Our View: Second homes and taxes
At a symposium last week in Vail, officials from resort communities throughout Colorado gained a better understanding of the value second-home owners contribute to their economies as well as the challenges they present.
In Steamboat Springs, such information should generate greater respect for second-home owners and the role they play in the financial health of the community. But the information also underscores that the city is doing the right thing in re-examining its tax structure and trying to develop tax policies that are more equitable and more stable. Simply stated, second-home owners are not paying a share of taxes equal to their contributions as long as the city of Steamboat continues to rely almost solely on sales taxes for its revenues.
In 2002, a study conducted by the Northwest Colorado Council of Governments evaluated the economic and social effects of second homes in Eagle, Grand, Pitkin and Summit counties. Using census data, surveys of homeowners and other information, the study found second-home construction and owners’ spending made up 34 percent of outside dollars pumped into the region. The impact of that economic activity was 31,621 jobs — 11 percent more jobs than were created from winter tourism.
While the study did not include Routt County or other ski resorts such as Telluride, Jackson or Durango, it is clear that similar trends are applicable.
The upshot? Tourism and skiing, while important to ski resorts, serve more to feed, rather than drive, resort economies. Sustained economic impact comes from resort visitors who take the next step and invest in property here. Typically, such visitors are Baby Boomers nearing retirement who have amassed significant wealth. Their ability to affect the economy greatly outweighs that of the average tourist.
But the positive impact of second-home owners does not come without problems. Most important, the regional study showed that each second-home owner generates a few jobs, mostly in the service sector, to support these part-time residents and their new homes. Each new job requires new housing, but often workers in those jobs can’t afford housing in the community, in large part because second homes drive property values upward.
We have advocated for affordable housing in Steamboat Springs and supported the creation of the Yampa Valley Regional Housing Authority as the most practical approach to addressing the area’s affordable housing issues.
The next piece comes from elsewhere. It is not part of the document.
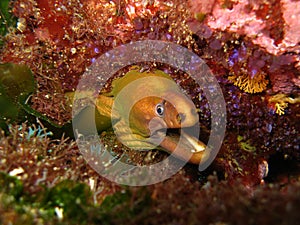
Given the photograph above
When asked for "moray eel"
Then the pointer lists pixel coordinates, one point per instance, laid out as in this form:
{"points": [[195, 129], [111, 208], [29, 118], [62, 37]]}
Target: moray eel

But the authority, on its own, will never be able to mitigate the ever-escalating costs of housing dictated by a resort economy. Nor should it. What the community can do is address other costs of living, including taxes.
For instance, an analysis of the city’s tax structure performed by the Pilot & Today last year showed that most residents — those with housing valued at $400,000 or less — would benefit if the sales tax on utilities and groceries were eliminated and they were required to pay a corresponding property tax instead. Such a move would shift a greater tax burden onto second-home owners.
The Council of Governments study shows how important second-home owners’ contributions to resort economies are. In Steamboat, there are steps we can take to help working families by shifting more of the tax burden onto this largely untapped resource. That’s something the city’s Tax Policy Advisory Group should consider.